WITH JESUS
SOMETHING GOOD STARTS
Throughout this new liturgical year, we Christians read from the Gospel of Mark each Sunday. His short work begins with this title: «The beginning of the gospel about Jesus Christ, the Son of God». These words allow us to call to mind some of what we will find throughout his account.
With Jesus «something new starts». This is the first thing Mark wants to make clear. Whatever has gone before belongs to the past. Jesus is the beginning of something new and unmistakable. Later on, Jesus will say that «the time is fulfilled». With him comes the good news of God.
This is what the first Christians are experiencing. Whoever has a lively encounter with Jesus and penetrates his mystery just a little, knows that with him begins a new life, something never experienced before.
What they find in Jesus is a «Good News». Something new and good.

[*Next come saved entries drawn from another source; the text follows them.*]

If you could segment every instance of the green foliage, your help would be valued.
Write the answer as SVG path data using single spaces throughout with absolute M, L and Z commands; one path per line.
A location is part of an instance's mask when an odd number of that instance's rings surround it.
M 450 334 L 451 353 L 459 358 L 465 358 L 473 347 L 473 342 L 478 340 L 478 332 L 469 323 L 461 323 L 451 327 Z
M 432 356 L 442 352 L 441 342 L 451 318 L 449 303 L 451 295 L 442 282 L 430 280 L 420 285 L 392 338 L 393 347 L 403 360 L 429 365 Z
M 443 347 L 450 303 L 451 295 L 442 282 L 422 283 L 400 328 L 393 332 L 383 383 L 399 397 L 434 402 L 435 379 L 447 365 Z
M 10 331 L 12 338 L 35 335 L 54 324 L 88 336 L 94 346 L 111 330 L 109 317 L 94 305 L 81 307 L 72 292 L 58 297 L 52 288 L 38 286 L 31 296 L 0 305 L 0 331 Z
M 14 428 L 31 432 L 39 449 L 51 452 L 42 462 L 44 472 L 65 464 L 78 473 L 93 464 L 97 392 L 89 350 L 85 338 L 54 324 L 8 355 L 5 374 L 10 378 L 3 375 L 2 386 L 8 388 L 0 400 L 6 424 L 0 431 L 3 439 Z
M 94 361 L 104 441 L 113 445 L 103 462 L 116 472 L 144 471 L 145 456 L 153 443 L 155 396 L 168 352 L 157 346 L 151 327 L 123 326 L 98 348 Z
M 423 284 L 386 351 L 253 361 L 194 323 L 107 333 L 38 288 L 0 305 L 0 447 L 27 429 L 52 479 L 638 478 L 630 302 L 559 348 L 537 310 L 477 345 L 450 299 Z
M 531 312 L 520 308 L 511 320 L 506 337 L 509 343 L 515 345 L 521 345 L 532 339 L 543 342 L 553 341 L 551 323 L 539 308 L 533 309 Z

The word «gospel» that Mark uses is very common among Jesus’ first followers and expresses what they felt when they met him. A sensation of liberation, joy, safety and the disappearance of fears. In Jesus they find «God’s salvation».
When someone discovers in Jesus the God-friend of humanity, the Father of all peoples, the defender of the least, the hope of the lost, that person knows that there’s no news better than this. When you know Jesus’ project of working for a more human world, one that is more dignified and happier, you know that you couldn’t dedicate yourself to anything greater than this.
This Good News is Jesus himself, the protagonist of the story that Mark is going to write. That’s why his first intention isn’t to offer us doctrine about Jesus or supply us with biographic information about him, but to seduce us so that we open ourselves to the Good News that we can only find in him.
Mark attributes two titles to Jesus: one typically Jewish; the other, more universal. However he saves some surprises for his readers. Jesus is the «Messiah» that the Jews were awaiting as the liberator of their people. But a Messiah very different from the warlike leader many longed for to destroy the Romans. In his story, Jesus is described as the one sent by God to humanize our life and guide history toward its definitive salvation. This is the first surprise.
Jesus is «the Son of God», but not equipped with the power and glory that some had imagined. A Son of God profoundly human, so human that only God could be such. Only when his life of service for all ends, in his execution on the cross, does a Roman centurion confess: «In truth, this man was Son of God». This is the second surprise.